Представить Ивана Ренгартена без папки с бумагами невозможно. Спроси его, почему всякую мелочь нужно оформлять на канцелярский манер, получишь ответ:

– Бумага – лучший свидетель невиновности. Особенно, если ее копии хранятся во многих местах…

Ренгартен – один из знаменитой «весенней сотни». Была такая попытка сломать флот и «старую школу». В декабре двадцать девятого года ГПУ разом взяло сотню морских командиров, всех из бывших офицеров царского производства. Так «молодая школа», вышибленная с флота в армейские силы береговой обороны и пограничную охрану, сводила счеты с победителями. Иван Ренгартен в списке задержанных оказался младшим по званию – единственным курсантом Морской академии, удостоившимся внезапного ареста.

Потом была гонка: ГПУ пыталось поскорей выбить показания и оформить заговор. Копали глубоко, под наркома флота Галлера. Старались, торопились так, что иным из «сотни» пришлось не один месяц поправлять здоровье, но флагман успел первым. Рванул трубку – не к Самому, к генеральному прокурору. Арест морского офицера без санкции непосредственного начальника – прямое нарушение социалистической законности, не так ли? Говорят, Вышинский, пока слушал короткую речь Галлера, медленно вставал из кресла – так башня главного калибра поднимает ствол для стрельбы на предельную дальность. После чего спокойно сказал:

– Это не правонарушение. Это переворот. Мне нужно…

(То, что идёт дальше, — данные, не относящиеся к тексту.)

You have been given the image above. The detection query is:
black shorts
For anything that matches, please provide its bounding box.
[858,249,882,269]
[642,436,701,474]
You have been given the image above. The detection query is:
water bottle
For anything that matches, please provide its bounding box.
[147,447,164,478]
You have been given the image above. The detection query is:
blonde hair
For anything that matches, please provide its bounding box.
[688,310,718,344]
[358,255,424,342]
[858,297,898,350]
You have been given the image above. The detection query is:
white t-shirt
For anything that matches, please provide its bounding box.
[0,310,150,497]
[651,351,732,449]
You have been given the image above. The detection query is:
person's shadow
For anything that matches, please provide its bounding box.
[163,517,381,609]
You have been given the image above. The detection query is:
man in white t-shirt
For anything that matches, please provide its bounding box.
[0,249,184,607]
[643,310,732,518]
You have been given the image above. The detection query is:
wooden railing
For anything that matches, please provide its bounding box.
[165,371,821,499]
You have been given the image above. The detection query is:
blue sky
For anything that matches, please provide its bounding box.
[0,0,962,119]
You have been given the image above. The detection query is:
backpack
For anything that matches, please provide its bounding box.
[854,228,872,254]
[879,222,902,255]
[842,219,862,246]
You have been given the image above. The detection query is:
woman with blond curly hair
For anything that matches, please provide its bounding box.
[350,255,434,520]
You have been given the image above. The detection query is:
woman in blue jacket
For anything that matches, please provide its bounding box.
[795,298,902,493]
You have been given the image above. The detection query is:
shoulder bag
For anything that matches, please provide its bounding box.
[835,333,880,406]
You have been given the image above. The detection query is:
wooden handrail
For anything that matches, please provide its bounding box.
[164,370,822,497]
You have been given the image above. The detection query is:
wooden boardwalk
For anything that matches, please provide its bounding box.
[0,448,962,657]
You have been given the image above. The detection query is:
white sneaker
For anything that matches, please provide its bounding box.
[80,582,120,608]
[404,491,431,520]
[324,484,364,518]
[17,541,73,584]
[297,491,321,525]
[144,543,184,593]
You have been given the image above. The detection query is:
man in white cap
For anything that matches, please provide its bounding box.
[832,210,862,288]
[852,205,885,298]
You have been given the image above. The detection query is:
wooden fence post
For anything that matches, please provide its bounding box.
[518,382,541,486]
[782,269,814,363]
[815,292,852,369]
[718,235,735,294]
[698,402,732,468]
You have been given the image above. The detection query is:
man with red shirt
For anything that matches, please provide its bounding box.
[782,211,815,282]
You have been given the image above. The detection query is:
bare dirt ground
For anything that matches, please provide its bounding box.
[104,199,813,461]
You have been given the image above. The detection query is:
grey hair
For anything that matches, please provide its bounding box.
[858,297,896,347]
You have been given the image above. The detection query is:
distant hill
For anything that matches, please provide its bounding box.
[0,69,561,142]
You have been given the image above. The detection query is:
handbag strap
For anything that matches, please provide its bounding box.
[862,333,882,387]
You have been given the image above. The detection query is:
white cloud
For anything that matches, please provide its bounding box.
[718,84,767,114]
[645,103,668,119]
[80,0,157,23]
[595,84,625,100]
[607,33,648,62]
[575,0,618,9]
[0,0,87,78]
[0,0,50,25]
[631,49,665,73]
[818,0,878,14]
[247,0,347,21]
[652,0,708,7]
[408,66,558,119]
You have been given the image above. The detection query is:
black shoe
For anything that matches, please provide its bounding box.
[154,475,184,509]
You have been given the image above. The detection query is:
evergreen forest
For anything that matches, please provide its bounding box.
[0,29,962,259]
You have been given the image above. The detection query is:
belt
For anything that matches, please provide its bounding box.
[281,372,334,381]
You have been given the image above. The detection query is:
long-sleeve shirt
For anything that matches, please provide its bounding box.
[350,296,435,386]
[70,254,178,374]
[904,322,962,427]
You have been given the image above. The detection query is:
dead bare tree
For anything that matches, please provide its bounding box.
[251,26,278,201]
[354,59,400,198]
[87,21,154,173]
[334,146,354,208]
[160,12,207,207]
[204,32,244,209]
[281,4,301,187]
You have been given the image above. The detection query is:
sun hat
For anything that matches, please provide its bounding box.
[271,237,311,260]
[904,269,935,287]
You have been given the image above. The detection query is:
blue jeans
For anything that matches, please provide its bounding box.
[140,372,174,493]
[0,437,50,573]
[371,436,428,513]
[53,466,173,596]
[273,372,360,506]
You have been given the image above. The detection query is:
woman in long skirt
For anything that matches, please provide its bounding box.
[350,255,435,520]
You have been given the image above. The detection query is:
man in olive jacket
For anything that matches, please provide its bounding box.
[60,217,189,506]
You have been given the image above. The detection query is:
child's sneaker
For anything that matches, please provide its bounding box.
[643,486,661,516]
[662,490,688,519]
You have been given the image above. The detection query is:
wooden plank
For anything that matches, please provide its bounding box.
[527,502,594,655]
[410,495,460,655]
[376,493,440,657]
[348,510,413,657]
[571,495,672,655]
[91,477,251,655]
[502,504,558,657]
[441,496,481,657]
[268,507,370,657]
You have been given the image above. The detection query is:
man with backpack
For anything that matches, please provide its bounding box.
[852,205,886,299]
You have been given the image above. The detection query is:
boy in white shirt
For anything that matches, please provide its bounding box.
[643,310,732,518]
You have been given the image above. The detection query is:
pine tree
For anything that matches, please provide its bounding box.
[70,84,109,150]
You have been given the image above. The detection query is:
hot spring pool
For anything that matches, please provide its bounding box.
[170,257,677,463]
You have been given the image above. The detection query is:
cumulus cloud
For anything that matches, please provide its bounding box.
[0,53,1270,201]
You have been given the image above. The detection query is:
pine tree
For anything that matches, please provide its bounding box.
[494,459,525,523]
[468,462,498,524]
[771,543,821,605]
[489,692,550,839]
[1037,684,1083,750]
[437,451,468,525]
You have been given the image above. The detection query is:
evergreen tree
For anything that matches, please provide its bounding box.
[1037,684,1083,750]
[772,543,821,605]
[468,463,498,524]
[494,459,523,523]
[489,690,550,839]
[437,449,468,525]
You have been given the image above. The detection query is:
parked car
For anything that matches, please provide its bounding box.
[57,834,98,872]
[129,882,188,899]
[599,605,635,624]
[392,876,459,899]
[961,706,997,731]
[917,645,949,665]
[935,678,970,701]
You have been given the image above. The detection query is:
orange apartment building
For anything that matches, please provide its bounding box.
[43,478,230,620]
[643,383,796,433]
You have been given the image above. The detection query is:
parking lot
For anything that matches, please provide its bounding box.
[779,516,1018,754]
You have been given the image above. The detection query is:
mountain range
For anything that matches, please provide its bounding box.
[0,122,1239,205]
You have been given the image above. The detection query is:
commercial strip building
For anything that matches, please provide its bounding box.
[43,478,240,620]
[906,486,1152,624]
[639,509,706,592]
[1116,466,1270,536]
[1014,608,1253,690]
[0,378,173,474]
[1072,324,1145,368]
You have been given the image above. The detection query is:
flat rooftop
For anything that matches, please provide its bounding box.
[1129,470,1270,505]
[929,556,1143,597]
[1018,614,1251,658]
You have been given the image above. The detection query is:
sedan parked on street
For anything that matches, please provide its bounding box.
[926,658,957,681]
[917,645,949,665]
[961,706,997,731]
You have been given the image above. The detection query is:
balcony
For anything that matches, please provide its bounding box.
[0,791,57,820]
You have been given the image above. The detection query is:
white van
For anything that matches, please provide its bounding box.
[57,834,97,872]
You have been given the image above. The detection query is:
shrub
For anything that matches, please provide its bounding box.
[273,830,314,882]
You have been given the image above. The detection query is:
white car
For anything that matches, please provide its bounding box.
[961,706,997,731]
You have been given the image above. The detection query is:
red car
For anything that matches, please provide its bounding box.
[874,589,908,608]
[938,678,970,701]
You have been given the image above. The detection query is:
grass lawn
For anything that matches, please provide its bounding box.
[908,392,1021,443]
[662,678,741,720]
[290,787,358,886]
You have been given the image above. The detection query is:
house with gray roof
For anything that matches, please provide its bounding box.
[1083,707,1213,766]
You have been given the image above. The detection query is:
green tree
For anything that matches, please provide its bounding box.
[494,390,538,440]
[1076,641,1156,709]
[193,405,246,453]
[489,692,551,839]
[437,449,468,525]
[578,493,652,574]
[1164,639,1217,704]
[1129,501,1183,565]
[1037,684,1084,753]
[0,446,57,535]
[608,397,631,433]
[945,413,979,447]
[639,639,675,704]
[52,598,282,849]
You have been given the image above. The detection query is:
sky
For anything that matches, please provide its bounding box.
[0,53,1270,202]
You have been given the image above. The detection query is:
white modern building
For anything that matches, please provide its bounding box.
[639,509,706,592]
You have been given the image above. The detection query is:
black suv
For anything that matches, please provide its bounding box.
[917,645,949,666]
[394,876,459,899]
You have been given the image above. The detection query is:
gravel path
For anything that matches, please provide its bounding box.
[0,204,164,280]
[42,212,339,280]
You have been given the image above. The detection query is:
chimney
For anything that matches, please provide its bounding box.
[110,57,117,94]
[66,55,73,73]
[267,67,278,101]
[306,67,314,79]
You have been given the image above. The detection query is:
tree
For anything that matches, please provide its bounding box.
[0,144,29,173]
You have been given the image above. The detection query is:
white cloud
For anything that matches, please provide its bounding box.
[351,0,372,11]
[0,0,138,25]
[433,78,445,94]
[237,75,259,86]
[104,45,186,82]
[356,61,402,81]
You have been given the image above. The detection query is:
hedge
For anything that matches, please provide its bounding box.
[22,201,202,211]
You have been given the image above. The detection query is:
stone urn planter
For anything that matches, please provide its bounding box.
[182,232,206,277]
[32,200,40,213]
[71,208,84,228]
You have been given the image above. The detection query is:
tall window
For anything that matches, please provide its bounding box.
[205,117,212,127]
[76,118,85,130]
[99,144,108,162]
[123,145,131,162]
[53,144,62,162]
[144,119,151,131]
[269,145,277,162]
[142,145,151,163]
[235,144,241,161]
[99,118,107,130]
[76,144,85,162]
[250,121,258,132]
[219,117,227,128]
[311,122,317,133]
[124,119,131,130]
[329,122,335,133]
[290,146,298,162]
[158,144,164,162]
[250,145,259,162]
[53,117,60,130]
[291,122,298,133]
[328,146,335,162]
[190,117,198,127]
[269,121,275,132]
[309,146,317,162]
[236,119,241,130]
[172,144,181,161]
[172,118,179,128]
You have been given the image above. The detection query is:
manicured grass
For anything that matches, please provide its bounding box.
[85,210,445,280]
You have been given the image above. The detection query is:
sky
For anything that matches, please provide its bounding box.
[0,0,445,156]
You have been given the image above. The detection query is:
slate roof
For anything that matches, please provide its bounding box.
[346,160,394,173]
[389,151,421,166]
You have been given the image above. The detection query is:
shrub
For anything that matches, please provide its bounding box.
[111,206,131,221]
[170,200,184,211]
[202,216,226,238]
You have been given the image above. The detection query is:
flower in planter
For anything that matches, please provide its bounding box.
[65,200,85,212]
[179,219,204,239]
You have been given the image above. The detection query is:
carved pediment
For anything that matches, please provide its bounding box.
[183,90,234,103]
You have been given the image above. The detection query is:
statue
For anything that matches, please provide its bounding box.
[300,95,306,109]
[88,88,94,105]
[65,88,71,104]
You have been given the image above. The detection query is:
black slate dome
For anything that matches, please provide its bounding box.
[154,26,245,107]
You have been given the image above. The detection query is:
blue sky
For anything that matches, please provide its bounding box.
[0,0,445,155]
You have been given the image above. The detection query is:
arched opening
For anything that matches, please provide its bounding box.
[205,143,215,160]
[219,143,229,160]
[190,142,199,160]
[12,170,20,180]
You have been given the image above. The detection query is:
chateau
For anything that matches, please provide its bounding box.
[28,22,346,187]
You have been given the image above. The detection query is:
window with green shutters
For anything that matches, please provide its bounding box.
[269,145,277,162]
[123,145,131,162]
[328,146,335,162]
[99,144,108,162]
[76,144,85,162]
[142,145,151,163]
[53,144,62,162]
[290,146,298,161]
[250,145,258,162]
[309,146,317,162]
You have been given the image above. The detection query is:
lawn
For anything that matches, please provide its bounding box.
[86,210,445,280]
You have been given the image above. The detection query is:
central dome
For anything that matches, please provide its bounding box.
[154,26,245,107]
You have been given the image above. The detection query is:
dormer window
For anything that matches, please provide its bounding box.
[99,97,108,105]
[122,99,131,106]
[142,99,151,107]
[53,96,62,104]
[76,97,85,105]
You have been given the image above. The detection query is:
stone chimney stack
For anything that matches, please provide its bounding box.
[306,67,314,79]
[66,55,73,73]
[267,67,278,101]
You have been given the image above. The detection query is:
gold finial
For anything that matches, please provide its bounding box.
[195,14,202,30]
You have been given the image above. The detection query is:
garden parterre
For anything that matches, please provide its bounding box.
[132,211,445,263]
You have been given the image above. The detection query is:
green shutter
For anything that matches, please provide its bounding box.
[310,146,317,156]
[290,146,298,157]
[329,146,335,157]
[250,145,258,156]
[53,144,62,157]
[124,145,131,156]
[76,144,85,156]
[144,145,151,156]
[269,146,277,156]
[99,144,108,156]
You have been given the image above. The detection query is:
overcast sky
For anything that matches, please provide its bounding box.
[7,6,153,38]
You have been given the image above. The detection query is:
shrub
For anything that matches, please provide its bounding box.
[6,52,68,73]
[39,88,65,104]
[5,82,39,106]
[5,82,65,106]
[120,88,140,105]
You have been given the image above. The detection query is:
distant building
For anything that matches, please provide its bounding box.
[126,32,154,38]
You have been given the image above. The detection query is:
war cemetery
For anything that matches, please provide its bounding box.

Вооруженная сила. Роты, батальоны, полки. Лучше – с подготовкой для городского боя. Морская пехота? Да, отлично. Сколько? Нет, мало. Да, высадить десант из матросов, поднять в ружье штабы. Да, поднять эсминцы по рекам, ввести крейсера в порты. «Аврору» не трогать: слишком символично.

Немедленно, немедленно звонить Самому – с двух сторон, с сообщением, что операция началась, и отменить невозможно.

Главное – скорость!

С тех пор один из эсминцев Черноморского флота непременно носит гордое имя «Вышинский».

Ренгартена из застенка освободили сравнительно целым -за столь мелкую сошку не успели взяться. Оттуда он вышел без единого седого волоска, и, хотя манера речи крепко поменялась, да и любовь к бумагам у Ивана Ивановича пошла с тех невеселых времен, в начале тридцатых это был обычный молодой человек, разве немного сумрачный. Сейчас по нему словно безвременьем мазнуло: на лице нет эмоций, нет возраста. Нет жизни.